The school will aim to get students on-the-job experience. Most internships will be tied to the Tulalip Tribes. For Indigenous students, that links the classroom to their culture and “mirrors how we raise our children,” Craig said.

“In our way of teaching, education happens at the feet of our grandmothers. It happens in the longhouse, listening to traditional stories,” Craig said. “It happens in the woods, as we are under apprenticeship with our aunties and uncles learning the way we sustain ourselves.”

Students will still have high expectations, Pearson said, but the ways they can meet that “bar” will change.

“The standards don’t change. It just means that you don’t have to sit in a class for 45 minutes every day as part of that process,” Pearson said. “You can do internships. You can go out and do some field experiences. Some of it will be in class, and you’ll get direct instruction … but how you learn can be very flexible.”

And the school’s structure will inevitably adjust during the school year as students, educators and tribal members mold a model that suits Heritage.
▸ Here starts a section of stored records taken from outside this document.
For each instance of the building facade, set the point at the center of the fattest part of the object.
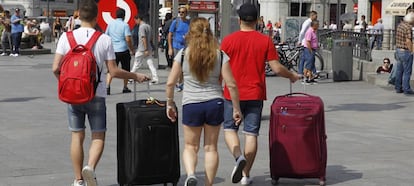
(34, 8)
(277, 10)
(390, 11)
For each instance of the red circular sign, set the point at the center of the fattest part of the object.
(107, 12)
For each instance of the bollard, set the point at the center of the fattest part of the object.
(386, 40)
The district plans to spend about $25,000 on coaching, conferences, supplies and advice through Big Picture.

It will take about four years — the time for one group of students to complete high school — before Marysville can measure the success of the change. In the meantime, educators will use attendance and enrollment to gauge if the new approach is working.

If more students enroll at the school and regularly make it to class, that’s a step in the right direction.
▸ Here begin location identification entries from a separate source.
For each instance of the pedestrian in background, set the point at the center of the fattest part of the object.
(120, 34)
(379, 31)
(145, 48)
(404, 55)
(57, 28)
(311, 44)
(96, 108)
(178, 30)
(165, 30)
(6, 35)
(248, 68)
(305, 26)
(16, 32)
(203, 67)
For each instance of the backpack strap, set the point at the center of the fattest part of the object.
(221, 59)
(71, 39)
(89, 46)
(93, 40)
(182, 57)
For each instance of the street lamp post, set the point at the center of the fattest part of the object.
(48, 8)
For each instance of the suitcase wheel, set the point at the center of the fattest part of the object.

“We want our students to feel good about coming to school,” said Bustad, of the Tulalip Tribes. “We want them to be happy there and to start building those building blocks for their future.”

Mallory Gruben is a Report for America corps member who writes about education for The Daily Herald.

Mallory Gruben: 425-339-3035; mallory.gruben@heraldnet.com; Twitter: @MalloryGruben.

Tulalip Heritage High School will host a 2-hour informational meeting about the changes at the school. The meeting starts at 5:30 p.m. on Aug. 16. Dinner will be provided.